Nathan Trentham (British detective, set in London, UK, 1987)
Nathan Trentham was a grizzled Scotland Yard detective in his mid-40s, a veteran of the 1970s IRA bombings and the fading industrial unrest of the early Thatcher years. Born in a working-class East End family, he’d joined the Met Police straight out of school, worked his way up through Vice and Serious Crime, and earned a reputation for dogged persistence mixed with a dry, cynical wit. He still wore three-piece suits that had seen better days, smoked unfiltered cigarettes, and distrusted the new wave of yuppie officers flooding the force with their computers and management-speak.
In the sticky summer of 1987, Nathan was called to a leafy Kensington townhouse. The case: Missing Wife. Elaine Hargrove, 38, wife of prominent merchant banker Richard Hargrove, had vanished three days earlier after a heated argument. Richard claimed she stormed out after he confronted her about spending too much on their daughter’s private schooling. The house showed no signs of forced entry. Her passport was still in the drawer, her credit cards unused.
Nathan quickly smelled money and secrets.

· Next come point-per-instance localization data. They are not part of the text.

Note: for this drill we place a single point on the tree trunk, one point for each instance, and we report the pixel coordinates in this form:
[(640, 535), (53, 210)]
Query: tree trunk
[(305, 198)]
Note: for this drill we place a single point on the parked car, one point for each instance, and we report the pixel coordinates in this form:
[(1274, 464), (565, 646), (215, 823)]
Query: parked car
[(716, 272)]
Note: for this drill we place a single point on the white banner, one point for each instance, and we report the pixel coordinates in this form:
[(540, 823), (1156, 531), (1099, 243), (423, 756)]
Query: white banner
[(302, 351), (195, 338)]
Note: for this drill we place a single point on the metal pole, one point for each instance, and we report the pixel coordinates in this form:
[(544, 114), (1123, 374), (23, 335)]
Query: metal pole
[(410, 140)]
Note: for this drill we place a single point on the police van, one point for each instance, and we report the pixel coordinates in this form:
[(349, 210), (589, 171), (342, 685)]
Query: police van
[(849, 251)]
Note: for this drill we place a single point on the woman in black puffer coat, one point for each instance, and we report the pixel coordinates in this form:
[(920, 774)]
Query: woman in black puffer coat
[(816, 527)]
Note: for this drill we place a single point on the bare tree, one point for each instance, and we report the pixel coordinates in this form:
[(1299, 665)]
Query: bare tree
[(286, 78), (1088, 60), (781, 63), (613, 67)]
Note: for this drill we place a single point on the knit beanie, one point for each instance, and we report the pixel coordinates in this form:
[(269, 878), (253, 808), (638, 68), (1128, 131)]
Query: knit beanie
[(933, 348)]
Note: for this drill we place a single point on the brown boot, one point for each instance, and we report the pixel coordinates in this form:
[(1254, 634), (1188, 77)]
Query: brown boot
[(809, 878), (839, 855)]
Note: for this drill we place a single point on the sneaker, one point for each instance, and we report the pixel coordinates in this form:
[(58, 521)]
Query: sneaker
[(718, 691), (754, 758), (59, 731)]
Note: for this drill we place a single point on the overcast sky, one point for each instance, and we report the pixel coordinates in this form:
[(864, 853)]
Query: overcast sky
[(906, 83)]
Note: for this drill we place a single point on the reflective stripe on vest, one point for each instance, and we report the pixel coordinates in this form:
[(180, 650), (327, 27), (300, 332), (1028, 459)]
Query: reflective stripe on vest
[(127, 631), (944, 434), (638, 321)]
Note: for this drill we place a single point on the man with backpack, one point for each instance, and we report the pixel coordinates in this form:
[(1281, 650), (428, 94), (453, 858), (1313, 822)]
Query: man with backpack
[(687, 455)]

Interviews with the au pair and neighbors revealed Elaine had been seen arguing with a younger man near Holland Park. Digging into Richard’s finances (no small feat before widespread digital banking), Nathan uncovered large cash withdrawals and a second set of books showing Richard was deeply in debt to offshore lenders. The “other man” turned out to be a private investigator Elaine had hired to document Richard’s own affair with his secretary.
The breakthrough came when Nathan tracked Elaine to a modest bed-and-breakfast in Brighton using a cab driver’s tip and old-fashioned legwork. She had staged her disappearance to pressure Richard into a divorce settlement while protecting their daughter from the scandal. Confronted in the B&B, Elaine confessed she feared for her safety after Richard threatened her during their fight. Nathan negotiated a tense standoff with Richard’s lawyers, ensuring Elaine got a fair deal and the daughter was placed with relatives. The case closed without charges, but Nathan added another entry in his mental ledger of rich people behaving badly. He celebrated with a warm pint at the local pub, muttering about “bloody bankers” under his breath.